Ohio needs to stop shifting the tax burden to Ohio’s middle and lower class. Cutting income taxes means 60 percent of Ohioans paying more per year. Ohio needs to reform the tax code to modern times and come up with a budget where it doesn’t just shift around the burden. By decreasing the sales tax and finding alternative sources of revenue, we can see an increase in savings across the board, giving lower- and middle-income families the tools to save and invest in their futures.

If Kasich really wants to encourage job growth, we need a budget that provides jobs.

Andrew M. Can

Fifth-year in economics

can.10@osu.edu

One comment

  1. Very well written piece. I have to disagree with you on a few things.

    We need a tax system that promotes saving. A consumption tax based system would do this most effectively.
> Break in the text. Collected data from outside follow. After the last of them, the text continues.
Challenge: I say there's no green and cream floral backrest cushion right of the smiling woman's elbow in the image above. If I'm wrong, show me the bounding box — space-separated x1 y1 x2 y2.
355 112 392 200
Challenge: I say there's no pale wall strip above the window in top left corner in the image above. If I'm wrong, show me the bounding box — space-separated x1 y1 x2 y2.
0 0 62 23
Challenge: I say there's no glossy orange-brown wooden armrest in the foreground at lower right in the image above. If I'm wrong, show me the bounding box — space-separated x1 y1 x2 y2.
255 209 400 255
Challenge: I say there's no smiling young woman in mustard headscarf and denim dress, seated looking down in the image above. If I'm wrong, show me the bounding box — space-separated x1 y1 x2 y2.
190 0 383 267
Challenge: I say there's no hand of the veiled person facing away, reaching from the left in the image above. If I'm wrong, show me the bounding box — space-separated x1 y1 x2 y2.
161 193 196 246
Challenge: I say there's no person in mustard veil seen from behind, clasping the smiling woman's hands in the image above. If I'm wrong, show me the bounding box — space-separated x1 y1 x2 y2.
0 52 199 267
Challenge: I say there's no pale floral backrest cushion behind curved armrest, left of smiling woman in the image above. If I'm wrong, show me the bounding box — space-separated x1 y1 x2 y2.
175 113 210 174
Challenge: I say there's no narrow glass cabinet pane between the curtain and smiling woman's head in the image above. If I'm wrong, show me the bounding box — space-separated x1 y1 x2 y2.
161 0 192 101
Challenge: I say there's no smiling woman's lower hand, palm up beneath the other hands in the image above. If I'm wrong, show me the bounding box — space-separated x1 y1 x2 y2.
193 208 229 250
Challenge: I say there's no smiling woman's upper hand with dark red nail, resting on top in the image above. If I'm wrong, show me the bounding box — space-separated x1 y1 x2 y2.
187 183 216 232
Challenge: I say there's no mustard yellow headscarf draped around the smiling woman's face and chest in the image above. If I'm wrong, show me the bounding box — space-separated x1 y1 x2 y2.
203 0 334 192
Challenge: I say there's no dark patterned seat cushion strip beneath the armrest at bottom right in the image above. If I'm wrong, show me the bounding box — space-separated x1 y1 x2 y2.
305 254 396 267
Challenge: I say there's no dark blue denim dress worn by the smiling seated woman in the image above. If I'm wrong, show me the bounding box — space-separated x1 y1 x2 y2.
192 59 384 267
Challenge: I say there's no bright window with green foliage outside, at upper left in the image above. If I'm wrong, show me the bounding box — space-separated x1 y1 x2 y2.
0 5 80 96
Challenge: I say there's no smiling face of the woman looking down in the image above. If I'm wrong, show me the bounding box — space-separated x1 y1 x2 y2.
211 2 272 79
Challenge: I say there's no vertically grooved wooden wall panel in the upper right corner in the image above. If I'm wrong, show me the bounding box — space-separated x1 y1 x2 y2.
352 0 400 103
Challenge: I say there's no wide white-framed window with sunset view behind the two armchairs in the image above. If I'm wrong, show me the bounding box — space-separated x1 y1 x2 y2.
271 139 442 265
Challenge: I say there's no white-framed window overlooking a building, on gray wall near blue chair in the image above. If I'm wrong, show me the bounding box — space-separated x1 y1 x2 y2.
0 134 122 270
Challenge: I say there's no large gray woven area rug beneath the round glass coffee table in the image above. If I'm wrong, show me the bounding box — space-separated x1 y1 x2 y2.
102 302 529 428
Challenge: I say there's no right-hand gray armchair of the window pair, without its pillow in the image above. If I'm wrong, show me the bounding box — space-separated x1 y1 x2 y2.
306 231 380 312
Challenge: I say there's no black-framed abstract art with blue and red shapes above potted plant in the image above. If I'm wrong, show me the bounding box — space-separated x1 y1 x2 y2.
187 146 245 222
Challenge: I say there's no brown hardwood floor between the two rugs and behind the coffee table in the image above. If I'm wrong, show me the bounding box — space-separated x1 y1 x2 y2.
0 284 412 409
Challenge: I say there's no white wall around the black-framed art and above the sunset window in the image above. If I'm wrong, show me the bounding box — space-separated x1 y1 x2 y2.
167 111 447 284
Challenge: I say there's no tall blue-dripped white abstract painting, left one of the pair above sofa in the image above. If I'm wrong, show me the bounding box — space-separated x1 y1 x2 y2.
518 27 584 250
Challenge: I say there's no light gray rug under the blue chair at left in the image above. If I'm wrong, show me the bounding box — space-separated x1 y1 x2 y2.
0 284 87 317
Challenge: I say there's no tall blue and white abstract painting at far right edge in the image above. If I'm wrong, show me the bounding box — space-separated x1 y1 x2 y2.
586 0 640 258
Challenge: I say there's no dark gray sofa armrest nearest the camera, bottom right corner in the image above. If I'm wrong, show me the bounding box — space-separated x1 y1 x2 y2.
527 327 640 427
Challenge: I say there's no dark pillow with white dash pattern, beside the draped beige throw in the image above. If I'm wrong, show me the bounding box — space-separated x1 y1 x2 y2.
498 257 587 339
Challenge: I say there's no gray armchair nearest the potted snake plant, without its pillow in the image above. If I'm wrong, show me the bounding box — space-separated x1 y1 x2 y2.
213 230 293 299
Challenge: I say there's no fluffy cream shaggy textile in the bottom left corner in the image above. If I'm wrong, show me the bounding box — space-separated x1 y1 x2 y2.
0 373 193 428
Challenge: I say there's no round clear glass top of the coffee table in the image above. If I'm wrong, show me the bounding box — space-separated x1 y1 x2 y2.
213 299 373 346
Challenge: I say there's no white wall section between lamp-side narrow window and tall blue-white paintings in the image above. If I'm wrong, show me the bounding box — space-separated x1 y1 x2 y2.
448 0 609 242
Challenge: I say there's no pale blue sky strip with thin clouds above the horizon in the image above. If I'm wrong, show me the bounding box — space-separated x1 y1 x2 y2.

Consumption tax also puts the citizen in control of how much they forfeit to the government (The more you spend, the more pay in taxes).

    The argument that consumption tax hurts the poor disproportionately isn’t based in fact. When you purchase necessities such as groceries, this cannot be taxed. The success of a consumption tax relies on those who consume the most.

    Consumption taxes are also much harder to evade than income taxes. People filing their taxes incorrectly cost the government revenue.

    Lastly, income taxes don’t come without a cost to consumers. Higher income taxes cost companies money. They make up for this by passing this cost along to the consumer.

    I’m glad to see I’m not the only college student that cares about the tax system, even if we disagree.